Lors des sommets internationaux de santé publique — tels que l'Assemblée mondiale de la santé annuelle à Genève, en Suisse, et l'Assemblée générale des Nations Unies —, les représentants des pays à revenu faible et intermédiaire sont soumis à des pressions croissantes pour intégrer la prévention des maladies non transmissibles dans les programmes de soins de santé primaires. Les groupes de défense des consommateurs et les organisations de la société civile en Asie du Sud-Est et en Amérique latine continuent de réclamer des subventions pour les aliments locaux riches en nutriments afin de garantir que des régimes alimentaires sains restent financièrement accessibles aux familles à faible revenu.
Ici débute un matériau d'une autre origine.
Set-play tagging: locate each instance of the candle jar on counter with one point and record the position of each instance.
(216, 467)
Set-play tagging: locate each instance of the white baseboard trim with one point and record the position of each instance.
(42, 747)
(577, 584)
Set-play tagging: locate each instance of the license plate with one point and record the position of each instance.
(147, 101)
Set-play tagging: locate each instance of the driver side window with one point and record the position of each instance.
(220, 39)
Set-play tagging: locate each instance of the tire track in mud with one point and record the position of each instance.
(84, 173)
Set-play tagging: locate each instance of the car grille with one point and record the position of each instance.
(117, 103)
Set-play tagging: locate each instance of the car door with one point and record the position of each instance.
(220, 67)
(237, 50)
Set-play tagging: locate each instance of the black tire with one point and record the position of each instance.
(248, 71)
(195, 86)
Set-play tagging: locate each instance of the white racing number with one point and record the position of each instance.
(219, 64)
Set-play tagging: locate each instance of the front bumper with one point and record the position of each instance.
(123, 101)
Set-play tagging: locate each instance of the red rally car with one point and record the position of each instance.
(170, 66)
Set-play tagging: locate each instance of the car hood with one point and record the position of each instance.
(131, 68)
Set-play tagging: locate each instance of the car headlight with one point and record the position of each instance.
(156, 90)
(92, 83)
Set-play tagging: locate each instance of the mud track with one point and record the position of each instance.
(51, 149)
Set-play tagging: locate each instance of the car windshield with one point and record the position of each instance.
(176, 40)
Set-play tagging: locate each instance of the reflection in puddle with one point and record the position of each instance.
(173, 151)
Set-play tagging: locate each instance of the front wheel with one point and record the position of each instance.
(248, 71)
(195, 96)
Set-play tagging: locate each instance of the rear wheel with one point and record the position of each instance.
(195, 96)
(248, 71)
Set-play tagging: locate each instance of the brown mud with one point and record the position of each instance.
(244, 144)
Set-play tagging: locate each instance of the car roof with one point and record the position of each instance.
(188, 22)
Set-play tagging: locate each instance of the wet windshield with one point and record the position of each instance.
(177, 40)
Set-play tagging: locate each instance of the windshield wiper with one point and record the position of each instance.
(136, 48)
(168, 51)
## Ce que l'on ignore encore Le rapport initial de Japan Today laisse plusieurs détails précis et questions systémiques sans réponse. Le résumé ne divulgue pas la localisation géographique exacte ni l'historique médical spécifique d'Intan Permatasari au-delà de son âge de quatre ans, et ne détaille ni sa taille exacte, ni son poids, ni son indice de masse corporelle (IMC). En outre, le reportage ne précise pas si Intan a fait l'objet d'un examen médical ou d'une intervention de la part de professionnels de la santé pédiatrique locaux, ni si sa famille a bénéficié de conseils nutritionnels cliniques.

À une échelle macroéconomique, le rapport laisse en suspens des interrogations sur les conditions économiques locales particulières qui dictent les choix alimentaires dans la communauté d'Intan. Il reste difficile de déterminer si les choix alimentaires de sa famille ont été strictement imposés par des contraintes financières, un manque d'accès physique aux marchés de produits frais, un marketing hyper-local agressif, ou une combinaison de ces facteurs. De plus, le rapport ne précise pas si les autorités sanitaires municipales ou nationales de sa région ont lancé des interventions de santé publique actives ou des politiques réglementaires pour limiter la consommation d'aliments ultra-transformés chez les jeunes enfants.

## Les points à surveiller Pour évaluer la façon dont les pays en développement abordent l'évolution de la santé infantile, plusieurs indicateurs clés et échéances décisionnelles à venir nécessitent une observation attentive :

- Objectifs politiques mondiaux : Les analystes en santé publique suivront les progrès accomplis vers l'objectif de l'OMS visant à enrayer la hausse de l'obésité infantile d'ici 2025 et vers les objectifs plus larges de l'Objectif de développement durable 2 des Nations Unies fixés pour 2030. - Adoption législative et réglementaire : Les observateurs surveilleront si d'autres pays en développement mettent en œuvre des politiques fiscales — telles que des taxes sur les boissons sucrées — et un étiquetage nutritionnel clair sur la face avant des emballages, sur le modèle des systèmes utilisés au Chili et au Mexique. - Réglementations de l'environnement alimentaire scolaire : Les décideurs politiques évalueront l'extension des restrictions municipales et nationales interdisant les aliments ultra-transformés et les boissons sucrées dans les cantines des écoles maternelles et primaires en Asie du Sud-Est et en Amérique latine. - Publication de données de santé longitudinales : Les futures enquêtes démographiques et de santé nationales des pays à revenu faible et intermédiaire fourniront des statistiques actualisées sur la stabilisation ou la poursuite de l'accélération des taux de surpoids infantile, parallèlement au retard de croissance persistant chez les enfants. - Restrictions du marketing commercial : Les défenseurs de la santé publique suivront les propositions législatives visant à limiter le marketing numérique et mené par des influenceurs pour des encas riches en matières grasses et en sucres ciblant les jeunes enfants sur les plateformes numériques.

Cet article s'inspire d'un reportage original publié par Japan Today le 5 septembre 2026.